Novembro de 1989. A data ficou para a História: a Europa derrubava o muro que dividia Berlim – 66,5 quilómetros de betão e arame farpado que impediam os alemães de leste de emigrar para a Europa ocidental. As torres com metralhadoras, que serviram para abater alguns dos mais audazes, também caíram.
Agosto de 2015. O mês é para esquecer, mas o mais provável é que vá ficar como um período negro da Europa solidária e humanista. Após longas e infrutíferas discussões sobre as quotas de refugiados que os países da União estariam dispostos a aceitar, a ideia mais adequada que os 28 países da UE encontraram foi adjudicarem a companhias privadas o patrulhamento do Mediterrâneo. Ainda sem ter decidido quantos refugiados pode receber, a Europa constrói um muro entre Bulgária e a Turquia (32 quilómetros), entre a Hungria e a Sérvia (primeiro 170 quilómetros, depois mais 280), mantém eficazes e ligadas à corrente as vedações de arame farpado em Ceuta e Melilla e, finalmente, faz crescer os rolos de arame farpado e mobiliza militares e cães para travar as passagens pelo túnel da Mancha (por onde já terão passado 40 mil clandestinos desde o início do ano). Para integrar nos 500 milhões de habitantes dos 28 países europeus, os diversos governos aceitam receber 50 mil emigrantes. Como bem me dizia o Filipe Fialho, editor de Internacional da VISÃO, “que é isto comparado com o Líbano, que tem 1,2 milhões de refugiados sírios em 4,5 milhões de habitantes”. Até ao final do ano, os sírios serão 26% da população. A ONU já lançou vários apelos e por mais de uma vez António Guterres veio dizer que o Mundo não vive uma crise desta dimensão desde a Segunda Guerra Mundial. Os EUA vão pondo dinheiro no problema, com ajudas aos países africanos e do Médio Oriente que acolhem populações, na expectativa de que os dólares abafem o problema. A Europa, com David Cameron na ponte de comando, procura mercenários, ergue muros e estende arame farpado.
Os milhões que fogem ao horror, à tortura, à morte, ao desespero – que sofrem ao ponto de se lançarem numa aventura de anos e de milhares de quilómetros percorridos em condições impensáveis – não se travam com barreiras nem com canhoeiras.
Fernando Nobre, domingo à noite, na SIC Notícias, não escondeu a justa indignação. Há mais de uma década que a OCDE vem alertando para que este problema surgiria e a solução teria de ser política e económica.

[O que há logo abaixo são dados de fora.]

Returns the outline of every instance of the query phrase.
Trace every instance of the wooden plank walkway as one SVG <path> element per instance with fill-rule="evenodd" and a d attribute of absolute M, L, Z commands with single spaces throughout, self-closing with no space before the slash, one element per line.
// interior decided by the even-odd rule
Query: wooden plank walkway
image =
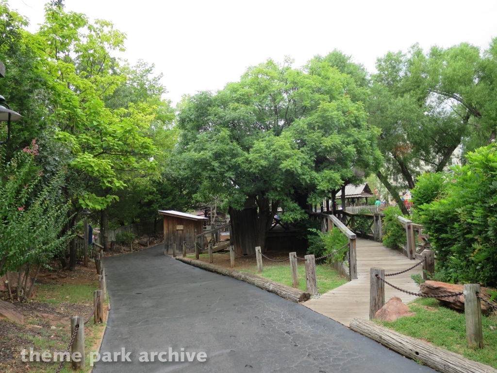
<path fill-rule="evenodd" d="M 419 261 L 410 260 L 397 250 L 387 247 L 379 242 L 357 238 L 357 280 L 352 280 L 341 286 L 322 294 L 318 299 L 312 299 L 303 304 L 311 309 L 330 317 L 346 326 L 353 319 L 369 319 L 369 269 L 371 267 L 383 268 L 385 273 L 399 272 L 412 267 Z M 407 273 L 387 278 L 387 280 L 401 288 L 419 292 L 419 287 L 411 278 L 411 275 L 422 274 L 420 264 Z M 396 290 L 385 285 L 385 301 L 393 296 L 398 296 L 404 303 L 416 297 Z"/>

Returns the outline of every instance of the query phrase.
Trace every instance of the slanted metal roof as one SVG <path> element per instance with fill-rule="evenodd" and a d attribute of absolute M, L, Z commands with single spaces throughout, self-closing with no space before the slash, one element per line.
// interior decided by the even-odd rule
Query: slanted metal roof
<path fill-rule="evenodd" d="M 191 220 L 208 220 L 209 219 L 207 218 L 204 217 L 203 216 L 197 216 L 196 215 L 192 215 L 191 214 L 187 214 L 186 212 L 180 212 L 178 211 L 174 211 L 173 210 L 159 210 L 159 213 L 161 215 L 166 215 L 168 216 L 175 216 L 176 217 L 180 217 L 183 219 L 189 219 Z"/>
<path fill-rule="evenodd" d="M 371 190 L 368 186 L 368 183 L 359 185 L 346 185 L 345 186 L 345 198 L 360 198 L 374 197 Z M 341 198 L 341 189 L 336 193 L 336 199 Z"/>

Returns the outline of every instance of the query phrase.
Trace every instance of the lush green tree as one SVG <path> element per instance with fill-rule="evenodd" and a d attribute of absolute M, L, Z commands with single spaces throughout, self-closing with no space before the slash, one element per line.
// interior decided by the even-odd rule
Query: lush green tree
<path fill-rule="evenodd" d="M 378 132 L 349 93 L 357 90 L 352 80 L 322 59 L 301 69 L 290 63 L 251 67 L 240 82 L 179 108 L 174 166 L 192 189 L 205 184 L 227 196 L 235 243 L 245 232 L 238 242 L 246 252 L 264 250 L 278 207 L 284 221 L 303 218 L 298 195 L 306 205 L 322 198 L 358 180 L 354 167 L 367 171 L 380 159 Z M 237 229 L 243 220 L 250 222 Z"/>
<path fill-rule="evenodd" d="M 437 271 L 446 280 L 495 286 L 497 145 L 468 153 L 467 164 L 452 170 L 450 182 L 443 183 L 439 176 L 438 187 L 434 188 L 433 177 L 427 175 L 414 189 L 417 197 L 434 197 L 418 208 L 432 248 L 441 258 Z"/>

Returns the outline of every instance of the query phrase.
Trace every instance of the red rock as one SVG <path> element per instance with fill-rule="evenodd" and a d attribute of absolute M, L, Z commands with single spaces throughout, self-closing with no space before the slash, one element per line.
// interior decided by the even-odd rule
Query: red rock
<path fill-rule="evenodd" d="M 394 296 L 378 310 L 374 318 L 383 321 L 395 321 L 399 317 L 415 314 L 415 312 L 412 312 L 409 307 L 402 303 L 400 298 Z"/>
<path fill-rule="evenodd" d="M 24 323 L 24 316 L 13 304 L 0 300 L 0 318 L 6 319 L 18 324 Z"/>
<path fill-rule="evenodd" d="M 447 283 L 439 281 L 431 281 L 428 280 L 419 285 L 419 289 L 423 294 L 430 295 L 442 295 L 450 294 L 462 293 L 464 286 L 462 285 L 457 285 L 455 283 Z M 482 287 L 482 292 L 488 293 L 487 288 Z M 464 310 L 464 296 L 463 295 L 448 296 L 444 298 L 437 298 L 437 300 L 443 305 L 456 311 Z M 485 302 L 480 301 L 482 305 L 482 312 L 487 313 L 490 307 Z"/>

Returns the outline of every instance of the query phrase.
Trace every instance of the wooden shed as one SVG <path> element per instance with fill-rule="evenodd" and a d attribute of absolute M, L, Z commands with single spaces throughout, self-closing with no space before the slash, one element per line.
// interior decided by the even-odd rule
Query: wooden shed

Não pode ser belicista, se quiser ser solidária e civilizada. Ninguém consegue travar, com repressão, populações que lutam pela sobrevivência. Como chegámos aqui? O presidente da AMI respondeu: “Falta liderança na Europa, falta vontade política, falta mundividência, falta sensibilidade e falta conhecimento.” Sobra o drama. Por cá, em época de pré-campanha, era bom que houvesse coragem para dizer que os países do Sul da Europa não podem reclamar a solidariedade dos do Norte sem terem presente que, mais para sul, tudo é bem pior.